Besides PHP, I am the creator and sole maintainer of Xdebug, the PHP debugging tool. With every new PHP version, Xdebug requires more work, and there is always a continuous flow of new features to implement.

I also run Xdebug Cloud, a remote debugging solution designed for distributed teams that need to share a remote PHP development machine.


What has been the biggest challenge or most defining moment in your journey within the PHP ecosystem?

Through my open source work on the PHP core and on Xdebug, I managed to find jobs at various companies.

I eventually moved to Norway to work for eZ Systems, and after leaving there, I worked as a contractor writing PHP extensions. One of those contracts was with MongoDB, which eventually turned into a full-time job. Now that I’ve left that company as well, I continue working on PHP — through the Foundation, through contracting, and of course, through Xdebug. PHP has been the red thread throughout my entire career.

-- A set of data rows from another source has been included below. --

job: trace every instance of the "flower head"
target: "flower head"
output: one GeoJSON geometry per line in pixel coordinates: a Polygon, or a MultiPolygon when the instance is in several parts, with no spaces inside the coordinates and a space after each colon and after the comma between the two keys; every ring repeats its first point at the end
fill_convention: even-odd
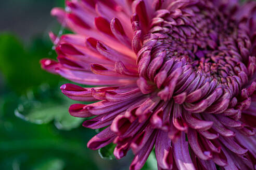
{"type": "Polygon", "coordinates": [[[43,68],[70,114],[106,128],[88,142],[131,149],[140,169],[155,146],[159,169],[256,168],[256,2],[72,0],[52,14],[74,34],[50,37],[58,62],[43,68]],[[186,139],[187,138],[187,140],[186,139]]]}

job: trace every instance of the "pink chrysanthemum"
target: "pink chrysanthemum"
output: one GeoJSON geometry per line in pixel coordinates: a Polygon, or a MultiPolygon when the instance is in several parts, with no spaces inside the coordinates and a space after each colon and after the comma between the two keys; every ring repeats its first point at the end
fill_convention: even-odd
{"type": "Polygon", "coordinates": [[[113,143],[117,159],[132,149],[130,169],[154,146],[159,169],[255,169],[256,2],[238,1],[72,0],[54,8],[75,34],[50,33],[58,62],[42,65],[97,86],[61,87],[97,101],[69,109],[94,117],[85,127],[107,127],[88,147],[113,143]]]}

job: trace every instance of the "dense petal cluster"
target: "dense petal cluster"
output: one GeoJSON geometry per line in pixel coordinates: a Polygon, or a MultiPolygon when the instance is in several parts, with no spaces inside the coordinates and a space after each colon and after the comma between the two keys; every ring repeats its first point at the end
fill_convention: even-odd
{"type": "Polygon", "coordinates": [[[87,146],[131,149],[139,169],[155,147],[159,169],[256,169],[256,2],[71,0],[52,14],[75,34],[50,33],[58,61],[43,68],[69,112],[106,128],[87,146]]]}

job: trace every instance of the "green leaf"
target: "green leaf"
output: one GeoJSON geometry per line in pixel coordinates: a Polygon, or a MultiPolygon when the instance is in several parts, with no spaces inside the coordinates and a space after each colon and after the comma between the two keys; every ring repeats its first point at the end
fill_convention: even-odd
{"type": "Polygon", "coordinates": [[[21,98],[15,115],[37,124],[54,121],[58,129],[70,130],[79,127],[84,119],[70,116],[68,107],[75,102],[67,98],[59,90],[44,84],[37,90],[29,91],[21,98]]]}
{"type": "Polygon", "coordinates": [[[105,147],[100,148],[98,150],[100,157],[103,159],[107,159],[109,160],[114,159],[115,157],[113,152],[114,152],[114,149],[116,146],[116,145],[111,143],[105,147]]]}

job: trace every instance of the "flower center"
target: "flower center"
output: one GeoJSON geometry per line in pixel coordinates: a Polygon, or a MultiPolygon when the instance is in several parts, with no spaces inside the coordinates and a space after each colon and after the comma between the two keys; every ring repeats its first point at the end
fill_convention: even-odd
{"type": "Polygon", "coordinates": [[[212,84],[208,94],[222,89],[216,97],[238,95],[250,75],[251,45],[245,25],[211,2],[170,6],[155,13],[138,54],[140,76],[165,89],[159,94],[162,99],[170,99],[171,92],[183,97],[180,103],[205,83],[212,84]]]}

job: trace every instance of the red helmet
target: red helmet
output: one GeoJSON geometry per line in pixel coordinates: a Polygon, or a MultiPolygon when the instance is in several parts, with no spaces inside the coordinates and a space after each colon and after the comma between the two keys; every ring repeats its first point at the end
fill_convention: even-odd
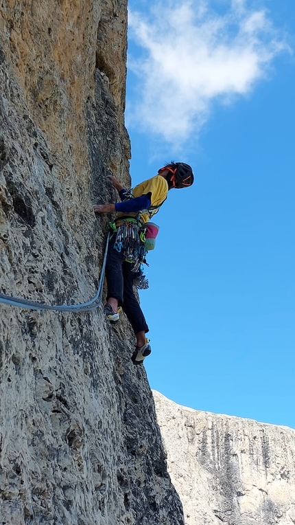
{"type": "Polygon", "coordinates": [[[171,164],[164,166],[158,170],[158,173],[164,170],[168,170],[172,172],[169,181],[172,188],[187,188],[191,186],[193,183],[193,170],[189,164],[184,162],[172,162],[171,164]]]}

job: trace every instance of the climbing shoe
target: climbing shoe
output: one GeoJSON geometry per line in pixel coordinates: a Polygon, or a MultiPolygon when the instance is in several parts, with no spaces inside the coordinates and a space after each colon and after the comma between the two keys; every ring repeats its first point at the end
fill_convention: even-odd
{"type": "Polygon", "coordinates": [[[142,346],[135,346],[131,359],[134,365],[141,365],[144,359],[152,352],[152,348],[149,344],[150,340],[145,337],[145,344],[142,346]]]}
{"type": "Polygon", "coordinates": [[[117,323],[120,318],[119,312],[117,312],[117,313],[116,312],[114,312],[112,306],[108,302],[104,306],[104,313],[106,315],[110,322],[113,324],[117,323]]]}

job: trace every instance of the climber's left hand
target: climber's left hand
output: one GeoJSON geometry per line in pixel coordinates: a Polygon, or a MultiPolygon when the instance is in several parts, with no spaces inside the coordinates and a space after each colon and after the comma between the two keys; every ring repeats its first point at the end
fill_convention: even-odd
{"type": "Polygon", "coordinates": [[[109,213],[115,212],[115,204],[95,204],[93,206],[95,213],[109,213]]]}

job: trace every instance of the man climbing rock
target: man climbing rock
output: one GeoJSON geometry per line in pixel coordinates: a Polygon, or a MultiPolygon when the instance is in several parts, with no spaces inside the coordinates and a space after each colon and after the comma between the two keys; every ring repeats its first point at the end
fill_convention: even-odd
{"type": "Polygon", "coordinates": [[[130,192],[127,192],[115,177],[110,177],[110,179],[121,202],[93,206],[95,213],[117,212],[106,260],[108,295],[104,311],[111,323],[116,323],[119,319],[118,308],[122,307],[137,339],[131,359],[134,364],[141,364],[152,350],[145,337],[149,328],[133,286],[137,282],[141,282],[138,287],[146,287],[143,284],[141,268],[147,252],[146,223],[166,200],[169,190],[191,186],[193,174],[188,164],[171,162],[161,168],[157,175],[141,182],[130,192]]]}

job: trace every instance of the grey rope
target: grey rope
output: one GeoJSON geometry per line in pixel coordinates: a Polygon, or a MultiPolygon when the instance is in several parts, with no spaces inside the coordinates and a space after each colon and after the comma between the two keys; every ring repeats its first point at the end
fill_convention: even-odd
{"type": "Polygon", "coordinates": [[[89,310],[95,310],[102,304],[103,283],[109,238],[110,234],[108,234],[106,239],[106,251],[104,252],[97,291],[95,296],[88,302],[83,302],[80,304],[65,304],[63,306],[58,306],[57,304],[50,305],[44,304],[42,302],[36,302],[35,301],[29,301],[27,299],[19,299],[16,297],[10,297],[10,295],[5,295],[3,293],[0,293],[0,303],[3,303],[3,304],[10,304],[12,306],[19,306],[19,308],[25,308],[29,310],[57,310],[58,311],[61,312],[86,312],[89,310]]]}

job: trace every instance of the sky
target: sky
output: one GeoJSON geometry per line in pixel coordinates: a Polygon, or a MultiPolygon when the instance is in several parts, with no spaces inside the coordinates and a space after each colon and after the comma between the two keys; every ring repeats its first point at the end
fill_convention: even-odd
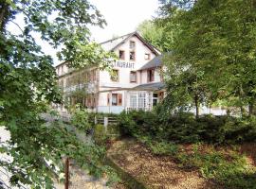
{"type": "Polygon", "coordinates": [[[147,19],[156,16],[158,0],[90,0],[91,4],[104,16],[107,26],[104,29],[90,27],[92,37],[101,43],[115,36],[121,36],[136,30],[147,19]]]}
{"type": "MultiPolygon", "coordinates": [[[[100,26],[89,26],[92,40],[97,43],[135,31],[141,22],[155,17],[158,8],[158,0],[89,0],[89,2],[100,10],[107,22],[103,29],[100,26]]],[[[21,16],[17,16],[15,22],[21,26],[24,26],[21,16]]],[[[20,29],[12,23],[8,27],[13,34],[20,33],[20,29]]],[[[59,64],[56,50],[47,43],[43,42],[40,35],[34,37],[37,43],[42,46],[42,50],[53,57],[54,65],[59,64]]]]}

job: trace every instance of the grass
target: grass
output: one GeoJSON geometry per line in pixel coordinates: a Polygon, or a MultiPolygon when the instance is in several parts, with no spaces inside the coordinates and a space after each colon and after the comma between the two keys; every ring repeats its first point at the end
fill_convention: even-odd
{"type": "Polygon", "coordinates": [[[216,149],[204,144],[176,145],[164,141],[156,142],[149,137],[137,137],[155,155],[169,155],[180,168],[196,168],[202,177],[214,180],[224,188],[256,188],[256,167],[246,155],[236,149],[216,149]]]}

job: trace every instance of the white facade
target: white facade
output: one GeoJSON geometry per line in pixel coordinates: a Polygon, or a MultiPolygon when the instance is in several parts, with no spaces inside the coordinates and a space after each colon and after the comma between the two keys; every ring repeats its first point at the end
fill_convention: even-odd
{"type": "MultiPolygon", "coordinates": [[[[151,110],[163,97],[163,90],[157,88],[162,86],[161,66],[154,65],[154,62],[151,65],[155,57],[159,56],[159,51],[147,43],[137,32],[102,43],[101,46],[119,57],[112,64],[114,76],[98,68],[75,73],[68,70],[64,63],[60,64],[56,67],[56,72],[65,95],[68,96],[76,88],[86,85],[89,96],[84,97],[82,103],[95,112],[119,113],[124,110],[151,110]],[[70,80],[74,80],[76,75],[80,75],[82,80],[84,77],[89,79],[86,83],[72,84],[70,80]]],[[[64,109],[62,107],[60,111],[64,109]]]]}

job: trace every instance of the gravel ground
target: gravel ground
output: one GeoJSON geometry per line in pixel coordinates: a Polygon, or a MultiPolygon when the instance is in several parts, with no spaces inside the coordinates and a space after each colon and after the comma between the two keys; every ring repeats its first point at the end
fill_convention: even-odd
{"type": "MultiPolygon", "coordinates": [[[[55,183],[56,189],[64,189],[63,183],[55,183]]],[[[69,189],[110,189],[106,186],[106,180],[96,180],[78,167],[70,166],[69,189]]]]}
{"type": "Polygon", "coordinates": [[[108,155],[123,170],[149,188],[221,188],[200,177],[196,170],[181,169],[170,157],[154,156],[146,147],[134,141],[117,141],[108,150],[108,155]]]}

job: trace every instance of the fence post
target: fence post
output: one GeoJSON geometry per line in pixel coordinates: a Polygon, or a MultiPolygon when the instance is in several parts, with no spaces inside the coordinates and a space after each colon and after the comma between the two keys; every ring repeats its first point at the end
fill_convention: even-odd
{"type": "Polygon", "coordinates": [[[94,124],[97,125],[98,124],[98,120],[97,120],[97,116],[94,116],[94,124]]]}
{"type": "Polygon", "coordinates": [[[68,189],[68,185],[69,185],[69,159],[68,157],[66,157],[65,159],[64,176],[65,176],[64,189],[68,189]]]}
{"type": "Polygon", "coordinates": [[[108,117],[104,117],[104,128],[105,128],[105,131],[107,131],[107,126],[108,126],[108,117]]]}

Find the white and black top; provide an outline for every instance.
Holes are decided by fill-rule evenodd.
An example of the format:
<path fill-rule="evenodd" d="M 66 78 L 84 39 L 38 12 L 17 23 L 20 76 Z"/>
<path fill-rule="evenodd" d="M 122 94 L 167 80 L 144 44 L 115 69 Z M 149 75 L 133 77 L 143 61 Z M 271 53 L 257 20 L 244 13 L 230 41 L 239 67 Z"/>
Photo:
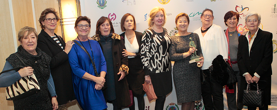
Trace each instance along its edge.
<path fill-rule="evenodd" d="M 171 71 L 169 48 L 171 40 L 166 29 L 157 33 L 149 28 L 142 36 L 141 51 L 141 61 L 145 75 Z"/>
<path fill-rule="evenodd" d="M 142 36 L 141 58 L 145 75 L 150 75 L 157 96 L 165 96 L 172 91 L 171 62 L 169 48 L 171 40 L 167 31 L 157 33 L 149 28 Z"/>

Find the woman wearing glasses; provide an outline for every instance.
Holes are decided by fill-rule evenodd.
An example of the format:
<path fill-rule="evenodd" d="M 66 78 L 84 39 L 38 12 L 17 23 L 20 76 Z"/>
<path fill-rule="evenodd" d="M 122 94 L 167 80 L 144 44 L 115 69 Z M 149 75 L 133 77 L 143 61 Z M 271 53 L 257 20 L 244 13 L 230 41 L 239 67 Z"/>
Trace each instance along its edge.
<path fill-rule="evenodd" d="M 222 55 L 224 60 L 228 58 L 228 45 L 222 28 L 212 24 L 212 11 L 210 9 L 203 10 L 201 17 L 202 26 L 194 32 L 199 36 L 202 53 L 205 57 L 202 69 L 207 79 L 207 83 L 201 85 L 201 87 L 205 109 L 223 110 L 223 86 L 211 76 L 209 67 L 218 55 Z"/>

What do you believe was essential for you to reach your current position within the PHP ecosystem (whether in the core, the Foundation, or the community)?

My contributions to the language and the creation of Xdebug were essential for reaching my current position in the PHP ecosystem.


What kind of impact do you feel you currently have within the PHP ecosystem or community?

I believe that with the PHP Foundation in place, we can be confident PHP will continue to evolve for another 30 years. I’m very happy to be part of such a long and meaningful journey.


About PHP and the PHP Foundation

In your opinion, what have been the most significant advancements in PHP in recent years?

I think the best improvement has been the general ability to type your code. This makes it possible to write more complete and professional code that is easier to reason about. At the same time, PHP hasn’t lost its roots as a “hacky language,” still allowing you to quickly build small things in a fun and simple way.


In your view, what are the biggest challenges today for new contributors to get involved with the PHP core?

PHP, like any language, is complex. It takes a long time to understand everything that’s going on. With the PHP Foundation, we are working on improving the documentation, but most of it is still “the source code itself.”


How do you see the role of the PHP Foundation in the future of the language?

I think it’s very important to have the Foundation as the backbone of the project. I would like to see it evolve into also handling the governance of the project in a more professional way. Right now, nothing is clearly defined, and some processes still happen in an improvised manner.


PHP still carries a reputation of being an “old” or “bad” language in certain circles. How do you view this image today?

I ignore this entirely. It’s not a useful way of framing what the PHP language is. What matters is showcasing what PHP is today.


To wrap up: what change or feature would you like to see in PHP in the coming years?

Not Generics.


Off-topic

What sources do you follow to stay up to date with PHP and software development?

I read the internals mailing list, participate in the PHP Foundation Slack, the phpc.chat Discord server, and attend user groups — both local and remote as well as conferences where I talk to people directly.


Would you like to leave a message for the Brazilian PHP community?

I very much enjoyed my time speaking in São Paulo in 2006. I must find an excuse to visit again!